# MESSAGE-ix matrix improvement tool

This jupyter notebook is a prototype of the MESSAGE-ix matrix improvement tool.
This tool is aimed to automatically improve and optimize coefficient matrix quality for a MESSAGE-ix scenario and the used to return the results from scaled MESSAGE-ix matrix to the originally intended values.

This tool is derived from the tool developed by Makowski & Sosnowski, 1981 (https://pure.iiasa.ac.at/id/eprint/1766/1/CP-81-037.pdf)

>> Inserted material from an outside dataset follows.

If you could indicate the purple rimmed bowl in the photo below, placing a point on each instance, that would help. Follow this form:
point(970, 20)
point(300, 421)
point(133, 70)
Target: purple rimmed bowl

According to Curtis and Reid (1972), matrix A can be described as well-scaled if:

$
\sum_{i} \sum_{j} \ (log_{10} \ |a_{i,j}|)^2 \leq v \qquad \qquad Eq. 1
$

with $v$ is an acceptable matrix quality criteria.
If $ax_{i,j}$ is $(log_{10} |a_{i,j}|)^2$ where $a_{i,j}$ is a non-zero value, matrix $Ax$ is:

In [1]:
import numpy as np
import pandas as pd
from pyomo.environ import *
from datetime import datetime
import xarray as xr

import matplotlib.pyplot as plt

def showme(df):
    return df["val"].unstack()

In [2]:
# Load the whole matrix
matrix       = (pd.read_csv('data/matrix_transport.csv')
               .set_index(['row','col'],drop=True)[['val']])
# Load and create matrix with small and large coefficient
matrix_up    = (pd.read_csv('data/matrix_transport_prob_upper.csv')
               .set_index(['row','col'],drop=True)[['val']])
matrix_lo    = (pd.read_csv('data/matrix_transport_prob_lower.csv')
               .set_index(['row','col'],drop=True)[['val']])
matrix_solv  = pd.concat([matrix_lo,matrix_up])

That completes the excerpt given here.